Salah satu dari mereka adalah seorang perempuan muda bernama Anis Purwaty. Perempuan berkulit cokelat dan berhijab merah muda itu tampak jadi pusat perhatian. Semua yang hadir menghadapkan mukanya ke Anis-demikian dia biasa disapa.
Anis adalah salah satu personil dari Yayasan Mitra Aksi, Jambi. Hari itu dia sedang berbagi tentang agency hayati. Agency hayati adalah sebuah mekanisme kontrol terhadap hama penyakit tanaman atau organisme pengganggu dengan memelihara musuh alamiahnya. Hari itu Anis sedang membagikan teknik mengembangbiakkan trikoderma (trichoderma sp), sejenis cendawan atau fungi yang berfungsi untuk menyuburkan tanaman dan melawan penyakit tanaman.
Apa yang dilakukan oleh Anis adalah bagian dari kegiatan Yayasan Mitra Aksi, Jambi. Yayasan yang sudah berdiri sejak 5 Februari 2000 salah satu fokus kegiatannya adalah pada pendampingan petani, khususnya di lahan gambut.

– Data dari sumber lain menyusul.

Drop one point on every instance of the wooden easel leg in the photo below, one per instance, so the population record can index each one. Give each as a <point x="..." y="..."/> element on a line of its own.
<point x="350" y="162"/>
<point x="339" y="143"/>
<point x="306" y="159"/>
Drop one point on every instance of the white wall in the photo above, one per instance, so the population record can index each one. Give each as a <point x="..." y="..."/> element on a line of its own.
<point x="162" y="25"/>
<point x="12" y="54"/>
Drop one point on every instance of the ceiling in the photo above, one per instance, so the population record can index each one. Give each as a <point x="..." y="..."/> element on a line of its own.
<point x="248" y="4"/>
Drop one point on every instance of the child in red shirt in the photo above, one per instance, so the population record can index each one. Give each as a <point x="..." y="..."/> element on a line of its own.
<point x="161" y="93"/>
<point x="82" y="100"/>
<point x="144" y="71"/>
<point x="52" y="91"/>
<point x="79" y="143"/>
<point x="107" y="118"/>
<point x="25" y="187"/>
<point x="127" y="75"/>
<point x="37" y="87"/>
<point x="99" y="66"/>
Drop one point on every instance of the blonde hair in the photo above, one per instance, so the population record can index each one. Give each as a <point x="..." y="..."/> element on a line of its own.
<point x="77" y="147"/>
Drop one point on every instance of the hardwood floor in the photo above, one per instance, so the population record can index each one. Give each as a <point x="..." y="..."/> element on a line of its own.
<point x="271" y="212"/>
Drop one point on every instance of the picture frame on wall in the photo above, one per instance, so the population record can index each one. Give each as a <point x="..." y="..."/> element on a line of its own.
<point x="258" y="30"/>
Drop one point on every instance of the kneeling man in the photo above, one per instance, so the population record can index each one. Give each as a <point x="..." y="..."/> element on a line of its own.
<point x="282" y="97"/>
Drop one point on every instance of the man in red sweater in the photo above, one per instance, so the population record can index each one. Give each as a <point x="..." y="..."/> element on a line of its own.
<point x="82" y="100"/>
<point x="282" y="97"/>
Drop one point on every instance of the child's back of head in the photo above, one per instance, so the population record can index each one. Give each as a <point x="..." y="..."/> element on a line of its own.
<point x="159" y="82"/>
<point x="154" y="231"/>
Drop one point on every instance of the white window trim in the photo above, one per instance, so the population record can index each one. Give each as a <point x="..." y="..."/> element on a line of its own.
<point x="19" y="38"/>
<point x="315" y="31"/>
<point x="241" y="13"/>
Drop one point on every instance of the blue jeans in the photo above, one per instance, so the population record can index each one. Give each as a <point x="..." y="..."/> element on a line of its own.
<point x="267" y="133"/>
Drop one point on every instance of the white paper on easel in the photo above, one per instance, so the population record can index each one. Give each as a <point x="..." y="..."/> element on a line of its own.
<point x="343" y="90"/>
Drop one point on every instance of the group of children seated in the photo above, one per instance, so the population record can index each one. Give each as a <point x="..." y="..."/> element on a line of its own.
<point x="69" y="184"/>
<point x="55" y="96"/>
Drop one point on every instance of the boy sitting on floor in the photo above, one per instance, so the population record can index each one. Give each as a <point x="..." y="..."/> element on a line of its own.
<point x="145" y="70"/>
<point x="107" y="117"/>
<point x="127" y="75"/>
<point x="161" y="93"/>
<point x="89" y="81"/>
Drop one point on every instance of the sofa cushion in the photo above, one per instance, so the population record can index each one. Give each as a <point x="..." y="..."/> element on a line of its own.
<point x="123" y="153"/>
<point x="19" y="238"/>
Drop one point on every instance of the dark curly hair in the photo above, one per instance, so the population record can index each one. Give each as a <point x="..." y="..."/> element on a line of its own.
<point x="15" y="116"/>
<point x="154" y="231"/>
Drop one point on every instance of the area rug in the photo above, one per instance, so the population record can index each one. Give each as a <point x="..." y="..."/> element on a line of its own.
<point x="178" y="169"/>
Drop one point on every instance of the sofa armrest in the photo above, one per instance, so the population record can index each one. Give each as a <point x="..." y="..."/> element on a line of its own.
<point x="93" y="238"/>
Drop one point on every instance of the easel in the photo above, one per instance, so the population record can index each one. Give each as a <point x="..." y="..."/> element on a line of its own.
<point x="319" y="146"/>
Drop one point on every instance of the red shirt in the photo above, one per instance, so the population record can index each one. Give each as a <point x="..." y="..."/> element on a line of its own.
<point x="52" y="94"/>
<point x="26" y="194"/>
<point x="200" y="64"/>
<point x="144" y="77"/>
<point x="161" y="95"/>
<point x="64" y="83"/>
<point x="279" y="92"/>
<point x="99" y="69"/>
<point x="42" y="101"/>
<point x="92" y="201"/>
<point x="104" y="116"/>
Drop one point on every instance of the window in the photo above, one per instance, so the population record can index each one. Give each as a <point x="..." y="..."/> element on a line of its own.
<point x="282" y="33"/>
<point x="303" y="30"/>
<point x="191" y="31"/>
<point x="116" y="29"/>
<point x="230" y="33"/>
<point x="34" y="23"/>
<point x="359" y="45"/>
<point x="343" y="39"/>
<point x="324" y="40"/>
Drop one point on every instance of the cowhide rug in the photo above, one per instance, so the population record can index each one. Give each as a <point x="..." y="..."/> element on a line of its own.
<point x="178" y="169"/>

Salah satu bentuk pendampingan yang dilakukan adalah membuat sekolah lapang. Sebuah kegiatan di lapangan yang dilakukan dengan melibatkan petani dampingan. Sekolah lapang bukan hanya sebuah kegiatan belajar teori, tapi lebih banyak kepada praktik langsung di lapangan.


Di sekolah lapang, petani didampingi untuk mengembangkan kapasitas mereka. Mulai dari melakukan riset ekologi sederhana seperti mengecek tingkat kesuburan tanah atau mengecek kondisi tanah, mengecek kondisi air yang digunakan, mencari tahu spesies yang adaptif dan cocok untuk lahan mereka sampai mengembangkan pupuk atau anti hama yang alamiah.
“Kadang-kadang petani tidak sadar kalau tanah mereka sudah mengalami perubahan. Apa yang mereka lakukan dua puluh tahun lalu mungkin tidak bisa lagi dilakukan sekarang karena kondisinya sudah berubah,” kata Nilawaty, direktur Yayasan Mitra Aksi yang ditemui di kantornya di Muaro Jambi.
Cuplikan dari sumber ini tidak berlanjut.